Closed nmcglo closed 5 years ago
Misbah Mubarak:
Status changed to closed
Jonathan Jenkins:
mentioned in issue #143
Jonathan Jenkins:
The terminal LP's router id is calculated as so:
s->router_id=(int)s->terminal_id / (s->params->num_routers/2);
terminal_id is 1044 and the num_routers
parameter (in the configuration file with the same name) is 4, making router_id 522. Is there some underlying assumption with the terminal/router/group makeup that's being violated with this setup? I'm also getting the simulation output
Total nodes 72 routers 36 groups 9 radix 8
Which doesn't match with the router count in the config file. Does that have something to do with it?
Jonathan Jenkins:
Valgrind is clean on my end, so no memory corruption...
Jonathan Jenkins:
Ok, a couple things so far:
node: 0: error: /nfs2/jenkins/work/CODES/codes/src/util/codes_mapping.c:197: Unable to find LP id given group "DRAGONFLY_GRP", typename "modelnet_dragonfly_router", annotation "<NULL>", repetition 522, and offset 0
This comes from packet_send, line 1263. s->router_id, which is used as the repetition is 522. The configuration only has 264 routers. Is the initial calculation of s->router_id suspect?
Misbah Mubarak:
The num_routers entry in the config file was inconsistent with the repetitions thats why we were getting this issue. There are some safety checks in the dragonfly model now to tell if the num_routers is inconsistent with the repetition so we shouldn't be overlooking this in the future.

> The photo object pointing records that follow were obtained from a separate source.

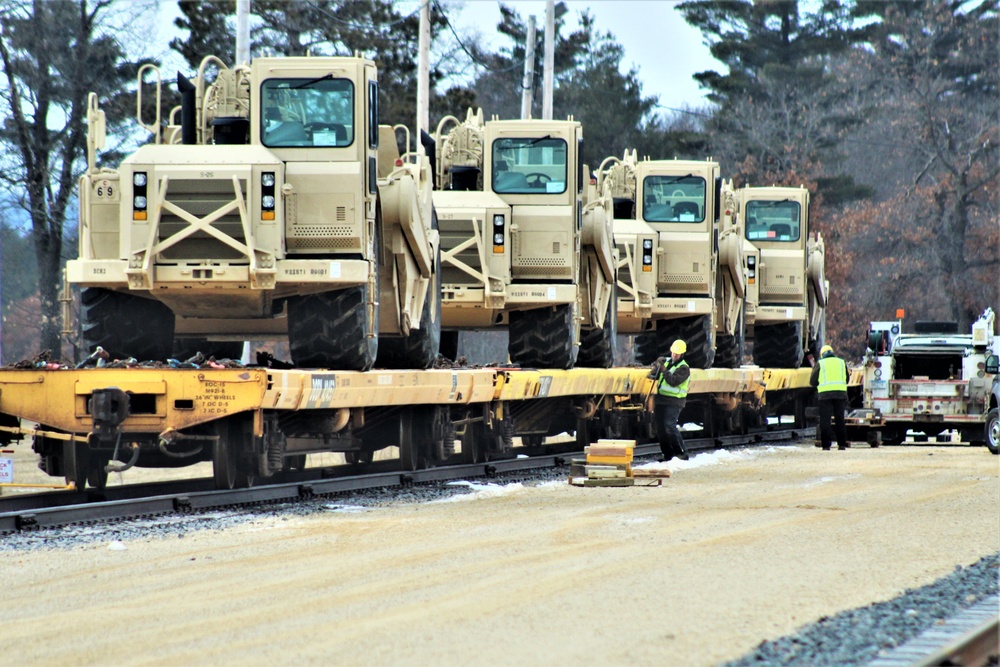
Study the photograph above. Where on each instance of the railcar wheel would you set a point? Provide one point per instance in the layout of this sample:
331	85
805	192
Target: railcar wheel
543	337
330	330
126	325
993	430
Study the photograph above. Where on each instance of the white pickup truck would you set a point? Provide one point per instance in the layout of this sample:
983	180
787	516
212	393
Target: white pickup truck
932	380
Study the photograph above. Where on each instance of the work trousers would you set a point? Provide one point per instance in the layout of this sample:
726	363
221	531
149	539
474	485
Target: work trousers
832	407
666	413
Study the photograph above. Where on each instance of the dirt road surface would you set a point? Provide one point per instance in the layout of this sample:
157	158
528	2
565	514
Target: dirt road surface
733	549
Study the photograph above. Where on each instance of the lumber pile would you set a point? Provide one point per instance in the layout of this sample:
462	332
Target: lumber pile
608	463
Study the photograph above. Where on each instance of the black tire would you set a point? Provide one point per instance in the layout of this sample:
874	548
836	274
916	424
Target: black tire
421	347
695	331
126	325
229	470
993	430
543	338
646	348
185	348
598	346
330	330
778	345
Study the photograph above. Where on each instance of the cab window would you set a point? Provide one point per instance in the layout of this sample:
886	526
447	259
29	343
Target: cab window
673	199
773	220
308	112
529	166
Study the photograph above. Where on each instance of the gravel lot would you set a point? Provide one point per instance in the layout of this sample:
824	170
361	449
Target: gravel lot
778	556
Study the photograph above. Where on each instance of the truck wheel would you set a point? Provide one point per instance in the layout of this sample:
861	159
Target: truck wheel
543	338
330	330
645	347
993	430
778	345
126	325
695	331
598	346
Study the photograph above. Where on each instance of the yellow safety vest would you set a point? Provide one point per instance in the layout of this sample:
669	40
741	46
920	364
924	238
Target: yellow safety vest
664	388
832	375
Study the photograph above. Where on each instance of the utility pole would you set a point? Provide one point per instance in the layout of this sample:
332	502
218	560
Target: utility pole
242	32
424	71
550	59
528	83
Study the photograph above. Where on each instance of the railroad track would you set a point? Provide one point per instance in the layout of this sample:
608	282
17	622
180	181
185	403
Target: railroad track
970	639
54	509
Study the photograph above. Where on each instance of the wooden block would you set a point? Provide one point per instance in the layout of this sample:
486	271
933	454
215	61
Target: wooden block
612	460
619	481
645	472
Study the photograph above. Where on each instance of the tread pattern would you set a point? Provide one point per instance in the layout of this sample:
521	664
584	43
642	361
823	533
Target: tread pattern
543	338
778	345
330	330
126	325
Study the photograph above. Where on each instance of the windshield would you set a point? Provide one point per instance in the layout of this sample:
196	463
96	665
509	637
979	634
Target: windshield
673	199
773	220
529	166
307	112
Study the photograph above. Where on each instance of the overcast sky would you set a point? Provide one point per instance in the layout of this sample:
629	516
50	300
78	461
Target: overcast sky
657	41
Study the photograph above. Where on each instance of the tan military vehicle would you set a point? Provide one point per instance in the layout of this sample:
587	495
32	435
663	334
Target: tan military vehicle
786	315
684	266
271	204
525	240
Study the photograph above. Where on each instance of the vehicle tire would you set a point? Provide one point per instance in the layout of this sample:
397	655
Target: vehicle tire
126	325
543	337
778	345
695	331
993	430
598	346
646	350
330	330
420	349
228	469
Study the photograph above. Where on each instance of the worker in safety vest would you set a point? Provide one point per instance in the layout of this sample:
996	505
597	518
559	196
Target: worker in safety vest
671	380
829	377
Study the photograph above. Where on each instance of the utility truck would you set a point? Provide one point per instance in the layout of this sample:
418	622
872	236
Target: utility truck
270	204
684	265
786	310
932	380
526	241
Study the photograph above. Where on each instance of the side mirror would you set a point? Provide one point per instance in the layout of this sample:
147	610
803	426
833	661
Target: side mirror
993	364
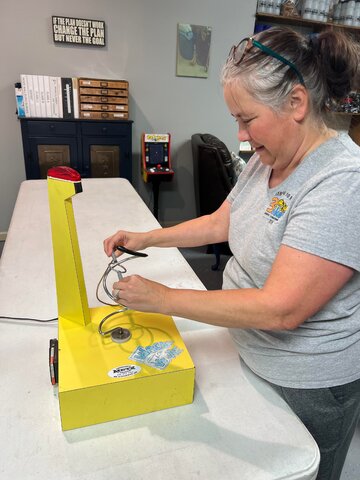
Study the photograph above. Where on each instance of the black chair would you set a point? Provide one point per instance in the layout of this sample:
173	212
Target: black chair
214	177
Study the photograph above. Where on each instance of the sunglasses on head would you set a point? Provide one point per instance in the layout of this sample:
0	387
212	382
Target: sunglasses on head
238	52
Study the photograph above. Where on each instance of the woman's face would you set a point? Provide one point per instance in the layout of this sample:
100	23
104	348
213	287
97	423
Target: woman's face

Original Issue Author: Misbah Mubarak Original Issue ID: 142 Original Issue URL: https://xgitlab.cels.anl.gov/codes/codes/issues/142
When running in serial mode, CODES checkpoint test is failing to find associated model-net LP and gives a fatal error of sending to invalid MPI rank. IIRC the test used to run fine until we made the modelnet_dragonfly_router changes to the mapping API. To reproduce the error:
./tests/test-checkpoint --sync=1 --codes-config=../tests/conf/test-checkpoint-dfly.conf
This issue is blocking me right now so I am labeling it as high priority.